Ich glaube, ich mach einen kurzen Spaziergang die Straße rauf und runter.«
    »Heute ist ein schöner Tag für einen Spaziergang«, pflichtete mir meine Tante bei.
    »Die Suppe war lecker«, betonte ich.
    »Das hast du schon gesagt. Beim zweiten Mal klang es nicht mehr so überzeugend, aber trotzdem danke.«
    Ich stand vom Tisch auf und ging zur Haustür. »Du hast keine Schuhe an!«, rief mir Tilda nach.
    »Vielleicht gehen sie in Halifax in den Strümpfen spazieren«, warf Lenore ein.
    »Stolper nicht über deine Beine«, sagte Tilda.
    Tilda wollte offenbar ausdrücken, dass ich mich ziemlich unbeholfen anstellte und nicht einmal imstande war, ein einfaches Tischgespräch zu führen, womit sie nicht ganz unrecht hatte.
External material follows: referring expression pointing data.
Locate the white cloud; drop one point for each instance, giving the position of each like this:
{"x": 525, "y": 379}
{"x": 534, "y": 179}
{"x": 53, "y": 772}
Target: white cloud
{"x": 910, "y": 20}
Allerdings lag es vor allem an Tildas Schönheit, dass ich kein Wort herausbrachte.
    Aus irgendeinem Grund setzte ich mich wieder an den Tisch. »Ist noch genug da für einen Nachschlag?«, fragte ich.
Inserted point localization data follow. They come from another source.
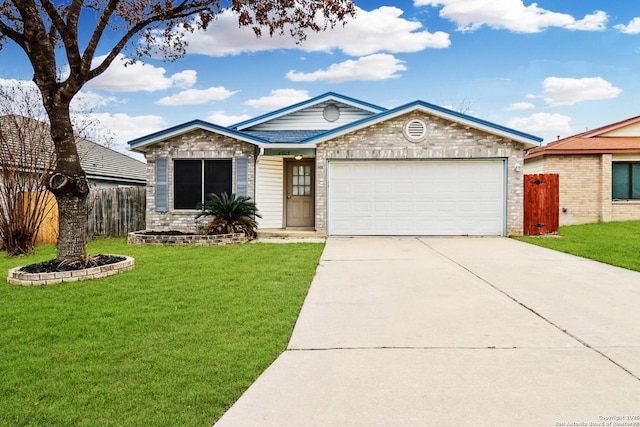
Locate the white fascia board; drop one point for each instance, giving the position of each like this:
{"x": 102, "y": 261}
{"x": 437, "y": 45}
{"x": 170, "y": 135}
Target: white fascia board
{"x": 529, "y": 141}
    »Für zwei, drei oder vier Nachschläge«, antwortete meine Tante.
    »Dann hol ich mir noch was, danke«, sagte ich. Ich ging zum Herd und schöpfte etwas Suppe in meine Schüssel. Dann setzte ich mich wieder an meinen Platz und aß extra langsam. Mein Onkel kam herein und sagte: »Ich fürchte, mein armer Magen will, dass ich’s für heute sein lasse. Sag, Wyatt, warum hast du eigentlich die Schuhe ausgezogen. Ich bin drübergestolpert und hätte mir fast das Genick gebrochen.«
    »Willst du ein Magenpulver?«, fragte meine Tante.
    »Vielleicht später«, meinte er. »Ich trink erst mal einen Tee. Und dann werd ich ein Weilchen schlafen, glaub ich.«

    »Du bist ja auch nachts dauernd aufgestanden, um die Nachrichten im Radio zu hören«, sagte meine Tante.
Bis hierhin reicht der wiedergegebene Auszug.